Pengadilan Hong Kong menjatuhkan hukuman 20 tahun penjara kepada tokoh pro-demokrasi dan pengusaha media Jimmy Lai. Hukuman ini diberikan terkait pelanggaran undang-undang keamanan nasional yang diterapkan oleh Beijing di Hong Kong.
Jimmy Lai, berusia 78 tahun dan warga negara Inggris, dikenal sebagai pendiri surat kabar Apple Daily yang kini sudah tutup. Ia dinyatakan bersalah karena menyerukan negara asing menjatuhkan sanksi terhadap Hong Kong dan menerbitkan artikel yang dianggap "melawan negara".
Hukuman Terberat di Bawah Undang-Undang Keamanan Nasional
Hukuman 20 tahun yang diterima Lai merupakan yang paling berat sejak diberlakukannya undang-undang keamanan nasional pada 2020. Sebelumnya, rekor pidana berat tertinggi adalah 10 tahun untuk ahli hukum Benny Tai. Pengadilan memutuskan masa hukuman 20 tahun dengan pertimbangan tindakan Lai yang tergolong serius dan berbahaya.
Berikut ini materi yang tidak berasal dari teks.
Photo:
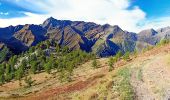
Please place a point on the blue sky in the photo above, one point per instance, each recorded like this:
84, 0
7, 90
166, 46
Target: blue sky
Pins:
154, 8
131, 15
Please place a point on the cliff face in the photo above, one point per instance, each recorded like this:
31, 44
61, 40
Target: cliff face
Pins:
104, 40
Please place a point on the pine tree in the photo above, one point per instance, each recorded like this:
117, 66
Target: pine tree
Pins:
111, 62
33, 68
29, 81
118, 55
2, 77
126, 56
94, 63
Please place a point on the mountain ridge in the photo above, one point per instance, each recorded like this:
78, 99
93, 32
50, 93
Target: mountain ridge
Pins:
104, 40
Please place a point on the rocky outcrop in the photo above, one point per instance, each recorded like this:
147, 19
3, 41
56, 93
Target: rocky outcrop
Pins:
104, 40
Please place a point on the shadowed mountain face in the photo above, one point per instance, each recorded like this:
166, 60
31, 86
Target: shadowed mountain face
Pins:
104, 40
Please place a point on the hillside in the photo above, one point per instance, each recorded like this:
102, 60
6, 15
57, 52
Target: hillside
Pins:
103, 40
144, 76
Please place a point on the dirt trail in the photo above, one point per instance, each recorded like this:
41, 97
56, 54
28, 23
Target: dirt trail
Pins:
150, 77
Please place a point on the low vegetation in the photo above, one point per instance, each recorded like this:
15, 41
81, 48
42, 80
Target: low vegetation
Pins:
123, 85
43, 57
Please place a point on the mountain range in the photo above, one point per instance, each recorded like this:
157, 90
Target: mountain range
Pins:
104, 40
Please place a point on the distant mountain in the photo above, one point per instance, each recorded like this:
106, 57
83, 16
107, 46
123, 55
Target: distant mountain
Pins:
104, 40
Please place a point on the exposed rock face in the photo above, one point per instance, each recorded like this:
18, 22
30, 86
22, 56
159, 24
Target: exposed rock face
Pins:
148, 36
104, 40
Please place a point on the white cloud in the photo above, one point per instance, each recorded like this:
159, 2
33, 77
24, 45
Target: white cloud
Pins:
113, 12
30, 19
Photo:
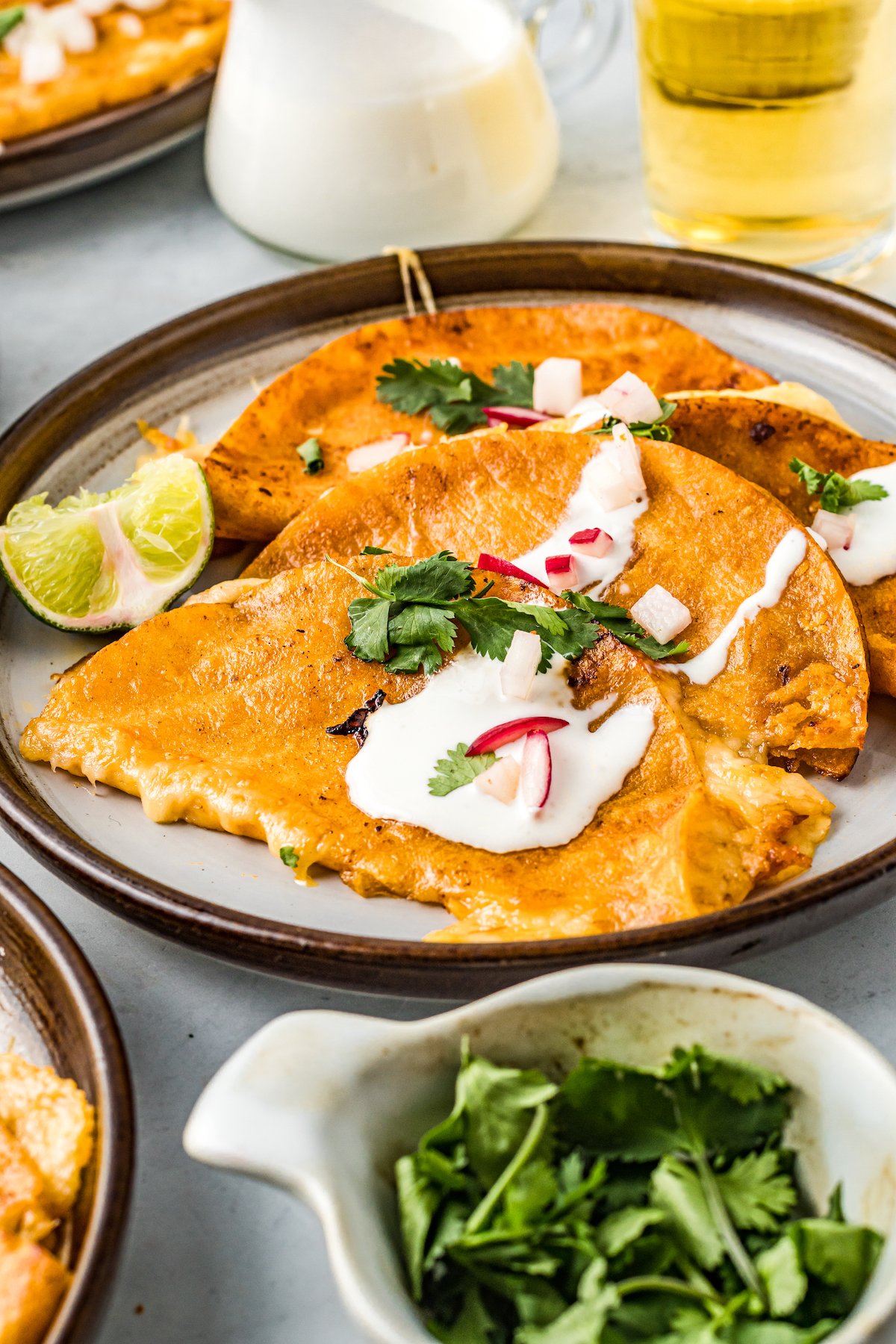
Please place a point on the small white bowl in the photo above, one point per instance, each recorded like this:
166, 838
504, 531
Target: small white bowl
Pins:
323, 1104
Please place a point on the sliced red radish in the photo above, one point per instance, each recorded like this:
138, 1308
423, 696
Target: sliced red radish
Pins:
494, 564
536, 769
514, 730
556, 386
591, 541
514, 417
630, 399
501, 780
836, 529
629, 458
660, 613
561, 573
588, 413
381, 450
520, 665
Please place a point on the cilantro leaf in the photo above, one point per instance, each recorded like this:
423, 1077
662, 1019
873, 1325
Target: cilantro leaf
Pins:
312, 456
457, 768
657, 429
514, 383
453, 396
370, 617
10, 19
756, 1192
837, 494
617, 621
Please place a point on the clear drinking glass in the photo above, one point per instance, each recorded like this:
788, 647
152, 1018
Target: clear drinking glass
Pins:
768, 128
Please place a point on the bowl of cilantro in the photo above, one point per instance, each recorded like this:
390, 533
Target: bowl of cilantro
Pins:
609, 1155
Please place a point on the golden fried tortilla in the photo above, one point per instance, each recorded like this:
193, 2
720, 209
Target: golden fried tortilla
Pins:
735, 432
179, 40
797, 679
215, 714
31, 1287
258, 480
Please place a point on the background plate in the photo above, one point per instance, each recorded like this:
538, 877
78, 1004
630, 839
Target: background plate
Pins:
54, 1012
84, 152
228, 895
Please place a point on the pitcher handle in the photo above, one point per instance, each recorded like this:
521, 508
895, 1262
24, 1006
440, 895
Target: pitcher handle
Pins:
588, 47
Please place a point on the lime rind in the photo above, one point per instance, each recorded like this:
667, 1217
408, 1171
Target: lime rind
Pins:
108, 562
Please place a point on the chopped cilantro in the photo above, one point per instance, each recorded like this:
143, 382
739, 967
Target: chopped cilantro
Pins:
411, 617
621, 1206
457, 769
312, 456
837, 494
453, 396
617, 621
10, 19
657, 429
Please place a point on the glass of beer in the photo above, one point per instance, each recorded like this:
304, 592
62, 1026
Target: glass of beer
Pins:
768, 128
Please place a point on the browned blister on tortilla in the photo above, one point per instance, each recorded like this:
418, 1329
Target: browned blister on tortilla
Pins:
758, 440
258, 480
797, 679
217, 714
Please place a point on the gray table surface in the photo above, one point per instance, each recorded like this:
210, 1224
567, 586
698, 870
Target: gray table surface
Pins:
213, 1258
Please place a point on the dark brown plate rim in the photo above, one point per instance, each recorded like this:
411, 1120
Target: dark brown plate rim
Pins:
105, 1231
261, 316
72, 134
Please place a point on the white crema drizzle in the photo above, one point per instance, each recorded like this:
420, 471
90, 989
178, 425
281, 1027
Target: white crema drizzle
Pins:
390, 774
782, 562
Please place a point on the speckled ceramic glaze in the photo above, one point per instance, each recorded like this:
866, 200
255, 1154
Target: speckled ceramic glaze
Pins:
323, 1104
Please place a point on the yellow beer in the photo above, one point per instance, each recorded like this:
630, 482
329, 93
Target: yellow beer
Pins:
770, 127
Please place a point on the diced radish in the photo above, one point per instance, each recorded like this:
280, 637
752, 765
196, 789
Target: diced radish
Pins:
514, 730
605, 480
561, 573
501, 780
629, 458
536, 769
588, 411
662, 613
494, 564
591, 541
630, 399
514, 417
556, 386
381, 450
520, 665
836, 529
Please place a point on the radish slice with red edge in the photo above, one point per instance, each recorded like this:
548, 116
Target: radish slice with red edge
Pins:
494, 564
591, 541
561, 571
536, 769
512, 732
514, 417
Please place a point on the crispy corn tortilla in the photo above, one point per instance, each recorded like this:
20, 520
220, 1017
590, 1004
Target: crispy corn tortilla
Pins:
258, 480
723, 429
797, 679
180, 40
215, 714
Dari total masa hukuman, dua tahun akan dihitung sebagai bagian dari masa penahanan sebelumnya, sehingga Lai masih harus menjalani tambahan 18 tahun penjara. Lai sudah ditahan sejak 2020 dan terlihat tenang saat pembacaan vonis di pengadilan.
Reaksi Keluarga dan Kelompok Hak Asasi Manusia
Keluarga Lai menyatakan kekecewaan mendalam atas hukuman ini. Anak-anaknya menganggap keputusan pengadilan sebagai hukuman yang kejam dan mengancam nyawa ayah mereka yang kesehatannya memburuk di penjara. Sebastien, putra Lai, menggambarkan hukuman ini sebagai bencana bagi keluarga mereka.
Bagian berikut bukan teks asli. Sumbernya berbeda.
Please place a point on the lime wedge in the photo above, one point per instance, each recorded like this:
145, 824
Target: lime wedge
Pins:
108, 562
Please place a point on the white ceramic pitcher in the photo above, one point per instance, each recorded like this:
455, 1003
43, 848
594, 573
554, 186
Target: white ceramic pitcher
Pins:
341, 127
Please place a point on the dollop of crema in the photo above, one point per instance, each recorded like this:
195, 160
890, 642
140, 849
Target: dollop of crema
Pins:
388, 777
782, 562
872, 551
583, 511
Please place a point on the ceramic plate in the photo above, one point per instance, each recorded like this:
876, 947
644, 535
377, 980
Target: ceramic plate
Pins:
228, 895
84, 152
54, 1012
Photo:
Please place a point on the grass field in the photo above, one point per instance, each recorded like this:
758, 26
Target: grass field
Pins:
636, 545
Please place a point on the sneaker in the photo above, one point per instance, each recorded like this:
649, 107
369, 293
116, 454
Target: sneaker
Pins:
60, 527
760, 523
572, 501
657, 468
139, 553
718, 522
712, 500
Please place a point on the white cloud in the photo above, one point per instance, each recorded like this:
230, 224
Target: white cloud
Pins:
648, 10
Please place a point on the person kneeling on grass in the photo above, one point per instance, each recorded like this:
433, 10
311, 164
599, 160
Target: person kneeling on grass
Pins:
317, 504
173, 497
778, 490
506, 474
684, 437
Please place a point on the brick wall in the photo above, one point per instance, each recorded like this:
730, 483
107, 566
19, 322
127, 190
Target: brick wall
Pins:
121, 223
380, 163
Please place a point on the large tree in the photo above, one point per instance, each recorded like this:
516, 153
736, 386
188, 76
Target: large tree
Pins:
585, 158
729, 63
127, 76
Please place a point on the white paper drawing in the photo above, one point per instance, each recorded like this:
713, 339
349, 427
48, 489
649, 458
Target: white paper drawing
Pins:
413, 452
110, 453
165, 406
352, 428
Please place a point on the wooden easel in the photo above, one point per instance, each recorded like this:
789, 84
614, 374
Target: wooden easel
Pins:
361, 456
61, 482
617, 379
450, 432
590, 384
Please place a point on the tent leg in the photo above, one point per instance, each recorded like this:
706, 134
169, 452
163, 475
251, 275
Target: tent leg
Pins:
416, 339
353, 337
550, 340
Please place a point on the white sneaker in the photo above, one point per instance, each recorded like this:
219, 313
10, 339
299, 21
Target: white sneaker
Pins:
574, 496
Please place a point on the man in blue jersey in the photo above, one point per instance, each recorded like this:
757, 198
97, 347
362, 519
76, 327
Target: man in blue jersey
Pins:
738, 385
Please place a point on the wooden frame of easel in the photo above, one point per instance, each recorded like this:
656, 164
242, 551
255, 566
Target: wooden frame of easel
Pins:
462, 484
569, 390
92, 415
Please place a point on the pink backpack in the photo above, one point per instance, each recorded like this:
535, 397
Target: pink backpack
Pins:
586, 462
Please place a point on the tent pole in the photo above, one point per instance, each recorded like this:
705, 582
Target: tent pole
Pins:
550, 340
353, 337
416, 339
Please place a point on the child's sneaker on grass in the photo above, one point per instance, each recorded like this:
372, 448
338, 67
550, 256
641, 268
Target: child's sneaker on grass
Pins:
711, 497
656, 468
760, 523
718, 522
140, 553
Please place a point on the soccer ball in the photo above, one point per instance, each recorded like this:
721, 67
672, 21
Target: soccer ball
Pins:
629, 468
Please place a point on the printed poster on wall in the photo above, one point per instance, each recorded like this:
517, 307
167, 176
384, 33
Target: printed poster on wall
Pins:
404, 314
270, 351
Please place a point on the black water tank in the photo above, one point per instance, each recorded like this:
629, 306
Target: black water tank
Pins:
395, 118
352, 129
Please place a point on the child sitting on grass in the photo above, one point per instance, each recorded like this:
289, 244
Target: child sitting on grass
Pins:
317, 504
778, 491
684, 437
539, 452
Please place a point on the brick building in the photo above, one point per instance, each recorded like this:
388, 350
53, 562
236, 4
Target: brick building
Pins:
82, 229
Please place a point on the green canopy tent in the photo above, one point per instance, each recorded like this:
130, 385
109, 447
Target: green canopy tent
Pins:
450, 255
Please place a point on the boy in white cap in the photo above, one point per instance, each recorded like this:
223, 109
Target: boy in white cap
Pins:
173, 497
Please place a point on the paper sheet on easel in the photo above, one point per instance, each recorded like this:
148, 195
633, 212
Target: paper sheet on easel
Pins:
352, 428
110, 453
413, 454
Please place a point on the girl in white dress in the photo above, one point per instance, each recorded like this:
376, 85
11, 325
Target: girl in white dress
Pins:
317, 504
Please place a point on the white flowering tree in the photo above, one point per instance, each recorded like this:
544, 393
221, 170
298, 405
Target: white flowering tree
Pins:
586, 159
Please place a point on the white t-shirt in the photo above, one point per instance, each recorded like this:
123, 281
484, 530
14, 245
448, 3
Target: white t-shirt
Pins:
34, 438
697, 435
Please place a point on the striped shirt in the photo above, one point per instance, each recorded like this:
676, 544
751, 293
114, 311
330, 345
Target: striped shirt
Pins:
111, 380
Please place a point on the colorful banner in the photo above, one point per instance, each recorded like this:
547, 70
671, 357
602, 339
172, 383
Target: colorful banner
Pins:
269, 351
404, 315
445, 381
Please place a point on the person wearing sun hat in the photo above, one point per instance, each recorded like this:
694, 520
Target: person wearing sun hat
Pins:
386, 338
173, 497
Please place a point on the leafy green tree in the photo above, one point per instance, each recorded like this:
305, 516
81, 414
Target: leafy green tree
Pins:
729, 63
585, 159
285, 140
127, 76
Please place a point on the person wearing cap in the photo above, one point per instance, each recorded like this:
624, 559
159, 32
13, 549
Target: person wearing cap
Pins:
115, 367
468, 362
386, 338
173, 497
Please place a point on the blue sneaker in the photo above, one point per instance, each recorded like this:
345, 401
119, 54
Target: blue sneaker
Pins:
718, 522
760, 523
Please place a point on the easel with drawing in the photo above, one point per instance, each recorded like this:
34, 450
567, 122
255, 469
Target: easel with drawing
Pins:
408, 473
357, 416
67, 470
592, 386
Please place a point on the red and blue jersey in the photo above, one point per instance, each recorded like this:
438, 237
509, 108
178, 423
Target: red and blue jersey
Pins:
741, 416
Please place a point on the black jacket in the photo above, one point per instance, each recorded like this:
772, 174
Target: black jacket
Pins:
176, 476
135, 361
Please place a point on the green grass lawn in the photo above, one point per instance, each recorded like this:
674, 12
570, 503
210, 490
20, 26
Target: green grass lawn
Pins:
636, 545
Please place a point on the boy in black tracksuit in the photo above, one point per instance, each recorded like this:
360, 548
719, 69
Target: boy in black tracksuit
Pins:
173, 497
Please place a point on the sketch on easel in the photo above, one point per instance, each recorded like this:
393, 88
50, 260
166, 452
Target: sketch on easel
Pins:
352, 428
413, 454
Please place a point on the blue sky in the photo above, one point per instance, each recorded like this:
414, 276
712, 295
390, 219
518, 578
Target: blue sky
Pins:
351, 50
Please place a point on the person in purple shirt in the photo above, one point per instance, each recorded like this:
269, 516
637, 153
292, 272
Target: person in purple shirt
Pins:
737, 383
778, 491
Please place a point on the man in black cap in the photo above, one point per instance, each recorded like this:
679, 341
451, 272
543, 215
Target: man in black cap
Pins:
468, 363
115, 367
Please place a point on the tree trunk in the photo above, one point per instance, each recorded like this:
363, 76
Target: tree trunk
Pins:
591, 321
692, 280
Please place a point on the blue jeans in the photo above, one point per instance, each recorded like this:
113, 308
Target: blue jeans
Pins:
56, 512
Kelompok hak asasi manusia mengecam keras hukuman tersebut. Elaine Pearson dari Human Rights Watch menilai hukuman ini "sejenis hukuman mati". Amnesty International melihat kasus ini sebagai simbol hilangnya supremasi hukum dan munculnya rezim ketakutan di Hong Kong. Ketua Committee to Protect Journalists, Jodie Ginsberg, menyebut vonis tersebut sebagai "paku terakhir pada peti mati kebebasan pers di Hong Kong".
Reaksi Internasional dan Pemerintah Beijing
Pemimpin politik dari Inggris dan Amerika Serikat telah mendesak pembebasan Jimmy Lai sebelumnya. Perdana Menteri Inggris mengangkat kasus ini dalam pertemuannya dengan pemimpin China, dan Presiden AS turut menyerukan pembebasan Lai.
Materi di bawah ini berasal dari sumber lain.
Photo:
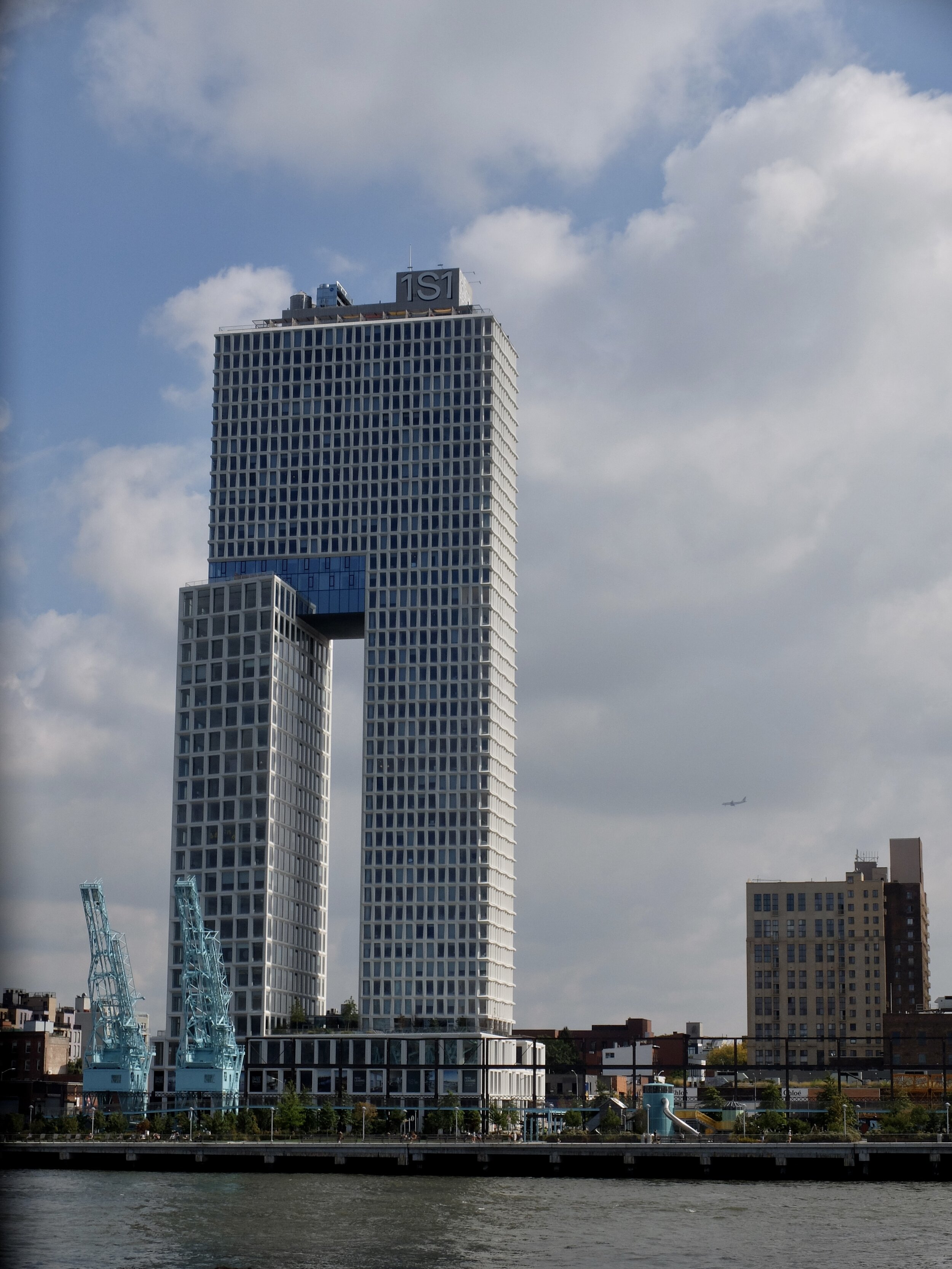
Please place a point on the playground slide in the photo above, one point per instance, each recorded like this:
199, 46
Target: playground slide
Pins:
680, 1124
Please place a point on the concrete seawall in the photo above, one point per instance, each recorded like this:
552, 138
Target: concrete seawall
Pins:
893, 1162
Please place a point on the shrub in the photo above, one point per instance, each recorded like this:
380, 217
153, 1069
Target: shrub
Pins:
328, 1119
611, 1121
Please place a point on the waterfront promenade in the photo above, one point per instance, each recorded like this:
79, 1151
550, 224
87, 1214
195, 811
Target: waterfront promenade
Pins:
730, 1160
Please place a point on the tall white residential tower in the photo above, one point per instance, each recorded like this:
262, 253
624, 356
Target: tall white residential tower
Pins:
362, 487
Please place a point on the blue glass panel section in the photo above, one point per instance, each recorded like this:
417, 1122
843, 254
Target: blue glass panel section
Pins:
333, 584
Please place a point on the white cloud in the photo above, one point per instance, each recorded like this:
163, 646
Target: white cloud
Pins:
735, 546
87, 720
739, 583
190, 320
447, 94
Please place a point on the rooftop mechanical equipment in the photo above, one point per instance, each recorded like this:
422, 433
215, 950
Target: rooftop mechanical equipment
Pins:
117, 1058
209, 1061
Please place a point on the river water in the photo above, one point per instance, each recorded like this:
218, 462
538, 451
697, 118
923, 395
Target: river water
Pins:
111, 1220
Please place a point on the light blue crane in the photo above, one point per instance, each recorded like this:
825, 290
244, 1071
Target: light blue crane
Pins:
209, 1063
117, 1056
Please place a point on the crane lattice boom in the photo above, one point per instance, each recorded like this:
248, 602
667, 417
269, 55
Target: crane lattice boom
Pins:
209, 1063
117, 1058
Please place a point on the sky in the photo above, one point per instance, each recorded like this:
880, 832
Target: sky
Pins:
719, 234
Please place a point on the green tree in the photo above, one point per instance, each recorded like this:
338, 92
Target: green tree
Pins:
248, 1124
327, 1119
290, 1112
350, 1012
611, 1121
833, 1102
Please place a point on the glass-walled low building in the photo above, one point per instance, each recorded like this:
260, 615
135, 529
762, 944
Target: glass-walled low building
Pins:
412, 1070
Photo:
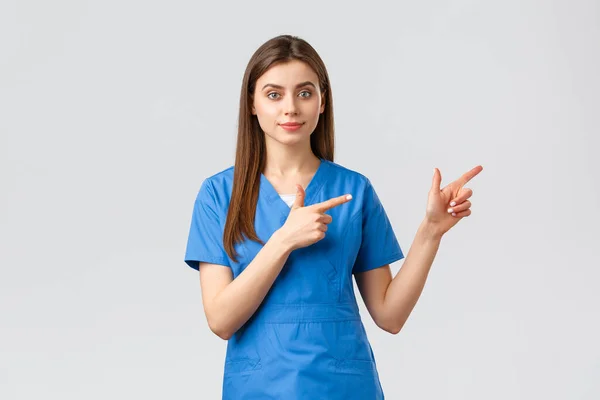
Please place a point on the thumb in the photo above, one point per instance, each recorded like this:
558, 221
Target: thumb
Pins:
437, 180
299, 201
Menteri Luar Negeri Inggris menyatakan akan terus berupaya serta meminta Hong Kong segera mengakhiri penderitaan Lai. Taiwan pun mengutuk hukuman itu karena dianggap menimbulkan "efek menakutkan" pada kebebasan berbicara regional.
Di sisi lain, pemerintah Beijing membela putusan pengadilan tersebut sebagai keputusan yang "wajar, sah, dan legal". Kepala Eksekutif Hong Kong, John Lee, menyambut baik hukuman berat untuk Lai sebagai hasil yang memuaskan.
Dukungan dan Situasi Terkini
Ratusan orang termasuk mantan karyawan Apple Daily tetap menunjukkan dukungan kepada Lai. Mereka rela antre sejak malam hari demi mengikuti sidang di pengadilan. Pihak kepolisian juga dikerahkan dengan jumlah besar lengkap dengan kendaraan lapis baja dan unit penjinak bom.
Lai sendiri dikabarkan mengalami kesehatan yang menurun selama dipenjara, meskipun pihak berwenang mengatakan ia menerima perawatan yang memadai dan memilih menjalani isolasi untuk menghindari gangguan.
Konteks Kasus dan Dampaknya
Kasus Jimmy Lai merupakan refleksi dari perubahan drastis iklim politik di Hong Kong pasca diberlakukannya undang-undang keamanan nasional oleh Beijing. Apple Daily ditutup pada 2021 setelah serangkaian penggerebekan polisi. Selain Lai, delapan terdakwa lain, termasuk enam eksekutif Apple Daily, dihukum hingga 10 tahun penjara setelah mengaku bersalah.
Sejak penerapan undang-undang tersebut, sebanyak 386 orang telah ditangkap dengan tuduhan terkait keamanan nasional. Dari jumlah itu, 176 orang telah diputus bersalah. Kasus ini menjadi titik penting tentang bagaimana kebebasan pers dan kebebasan berbicara kini sangat terbatas di Hong Kong.